Gupta-owned Oakbay Resources suspends trading on its shares

23 June 2017 - 18:18 By Ernest Mabuza
A logo of Oakbay Investments is seen at the entrance of their offices in Sandton, outside Johannesburg, South Africa April 13, 2016.
A logo of Oakbay Investments is seen at the entrance of their offices in Sandton, outside Johannesburg, South Africa April 13, 2016.
Image: SIPHIWE SIBEKO

The JSE on Friday granted a request by Gupta-owned Oakbay Resources and Energy for a voluntary suspension of the listing of its securities‚ on a temporary basis‚ which will take place with immediate effect.

Oakbay Resources had its accounts closed by the country’s largest banks and was abandoned by its external auditors KPMG and sponsor Sasfin. This followed the rising tide of disclosures about the Gupta family’s dealings in South Africa’s political and business spheres.
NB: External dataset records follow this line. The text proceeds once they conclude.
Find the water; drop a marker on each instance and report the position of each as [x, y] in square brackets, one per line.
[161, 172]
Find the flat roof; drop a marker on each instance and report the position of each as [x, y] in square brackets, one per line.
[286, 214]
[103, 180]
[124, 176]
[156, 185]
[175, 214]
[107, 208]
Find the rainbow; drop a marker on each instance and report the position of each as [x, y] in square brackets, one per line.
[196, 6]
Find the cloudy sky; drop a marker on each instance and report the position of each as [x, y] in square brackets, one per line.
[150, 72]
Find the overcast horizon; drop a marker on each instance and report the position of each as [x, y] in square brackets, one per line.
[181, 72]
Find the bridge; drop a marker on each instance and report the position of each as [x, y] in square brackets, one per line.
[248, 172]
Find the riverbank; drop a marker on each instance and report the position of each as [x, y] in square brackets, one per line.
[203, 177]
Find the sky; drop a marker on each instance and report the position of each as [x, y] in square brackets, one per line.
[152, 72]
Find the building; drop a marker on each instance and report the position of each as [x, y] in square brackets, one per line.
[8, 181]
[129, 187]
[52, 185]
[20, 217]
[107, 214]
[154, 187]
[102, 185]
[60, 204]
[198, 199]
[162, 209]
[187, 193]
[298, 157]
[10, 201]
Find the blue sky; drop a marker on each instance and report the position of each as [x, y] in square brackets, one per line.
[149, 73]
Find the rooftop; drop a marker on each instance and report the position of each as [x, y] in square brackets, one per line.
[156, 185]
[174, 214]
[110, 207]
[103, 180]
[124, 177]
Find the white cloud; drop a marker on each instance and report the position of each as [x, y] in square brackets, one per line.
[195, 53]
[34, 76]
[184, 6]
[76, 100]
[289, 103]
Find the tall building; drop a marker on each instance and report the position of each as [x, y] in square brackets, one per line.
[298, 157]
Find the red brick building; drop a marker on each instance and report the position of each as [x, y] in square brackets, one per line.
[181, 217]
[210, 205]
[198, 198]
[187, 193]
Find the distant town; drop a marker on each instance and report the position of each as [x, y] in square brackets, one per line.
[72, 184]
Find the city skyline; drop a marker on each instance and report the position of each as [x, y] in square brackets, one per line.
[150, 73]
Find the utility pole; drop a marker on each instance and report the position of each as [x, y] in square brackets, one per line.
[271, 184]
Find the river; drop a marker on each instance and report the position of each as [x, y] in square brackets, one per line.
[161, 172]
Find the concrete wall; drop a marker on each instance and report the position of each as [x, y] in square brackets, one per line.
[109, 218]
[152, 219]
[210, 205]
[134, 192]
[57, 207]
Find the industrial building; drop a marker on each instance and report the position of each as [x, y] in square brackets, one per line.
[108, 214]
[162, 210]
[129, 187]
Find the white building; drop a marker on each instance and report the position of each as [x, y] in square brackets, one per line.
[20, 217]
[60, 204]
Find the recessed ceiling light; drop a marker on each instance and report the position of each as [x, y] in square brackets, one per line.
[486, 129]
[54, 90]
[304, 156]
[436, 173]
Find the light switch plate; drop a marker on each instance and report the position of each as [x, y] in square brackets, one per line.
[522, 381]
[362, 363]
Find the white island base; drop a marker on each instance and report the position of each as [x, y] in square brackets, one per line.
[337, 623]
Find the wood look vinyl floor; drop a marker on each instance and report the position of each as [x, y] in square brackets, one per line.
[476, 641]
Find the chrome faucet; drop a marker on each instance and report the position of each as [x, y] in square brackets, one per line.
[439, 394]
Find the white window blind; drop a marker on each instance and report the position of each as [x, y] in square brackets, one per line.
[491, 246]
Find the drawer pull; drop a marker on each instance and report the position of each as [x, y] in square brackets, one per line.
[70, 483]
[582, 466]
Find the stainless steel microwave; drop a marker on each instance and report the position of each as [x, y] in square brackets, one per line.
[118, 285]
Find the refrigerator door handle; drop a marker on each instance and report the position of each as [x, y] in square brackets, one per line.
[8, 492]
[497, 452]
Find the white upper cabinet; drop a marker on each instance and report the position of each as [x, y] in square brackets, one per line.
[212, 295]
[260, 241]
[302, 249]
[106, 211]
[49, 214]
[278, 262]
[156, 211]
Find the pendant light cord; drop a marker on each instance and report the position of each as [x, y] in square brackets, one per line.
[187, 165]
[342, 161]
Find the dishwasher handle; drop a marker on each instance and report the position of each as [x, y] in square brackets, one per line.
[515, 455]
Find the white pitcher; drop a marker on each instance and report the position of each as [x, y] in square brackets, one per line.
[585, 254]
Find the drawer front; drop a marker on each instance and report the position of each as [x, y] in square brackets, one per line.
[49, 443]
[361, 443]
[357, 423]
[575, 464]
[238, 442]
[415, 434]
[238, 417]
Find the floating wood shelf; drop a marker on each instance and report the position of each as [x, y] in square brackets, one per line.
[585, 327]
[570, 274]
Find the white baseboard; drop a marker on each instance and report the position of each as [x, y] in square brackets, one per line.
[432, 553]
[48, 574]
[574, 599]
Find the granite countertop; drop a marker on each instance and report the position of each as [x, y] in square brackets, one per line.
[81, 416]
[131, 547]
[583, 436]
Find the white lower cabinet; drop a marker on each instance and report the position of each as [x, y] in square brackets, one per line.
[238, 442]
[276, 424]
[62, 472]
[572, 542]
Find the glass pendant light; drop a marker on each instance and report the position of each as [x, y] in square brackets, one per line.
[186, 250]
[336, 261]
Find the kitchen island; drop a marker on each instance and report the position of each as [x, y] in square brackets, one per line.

“As previously communicated to shareholders‚ the recent resignations of the company’s sponsor‚ transfer secretary and an independent non-executive director (who was also the chairman of the company’s audit committee) has created significant uncertainty around the ability of Oakbay Resources to continue to meet its future obligations in terms of the listings requirements‚” the company announced in the Stock Exchange News Service.

It said as a direct consequence of these circumstances‚ the board believes it would be in the best interests of the company and its shareholders that the listing of its securities on the JSE was temporarily suspended.

“The board of directors remains in the process of evaluating several alternatives available to the company and the shareholders would be informed in due course as to any developments in this regard‚” the company said.

TimesLIVE reported earlier in the day how companies controlled by the family had been dropped by their South African bankers and auditors and public relations firm Bell Pottinger.

Independent non-executive director Mark Pamensky left the company last month.

The family have come under intense scrutiny after a series of exposes‚ based on a cache of leaked emails‚ suggested they were closely linked to prominent politicians and may have improperly benefited from lucrative government deals.

President Jacob Zuma this week‚ under mounting pressure from civil society and opposition parties‚ agreed to institute a judicial commission of inquiry into allegations of state capture.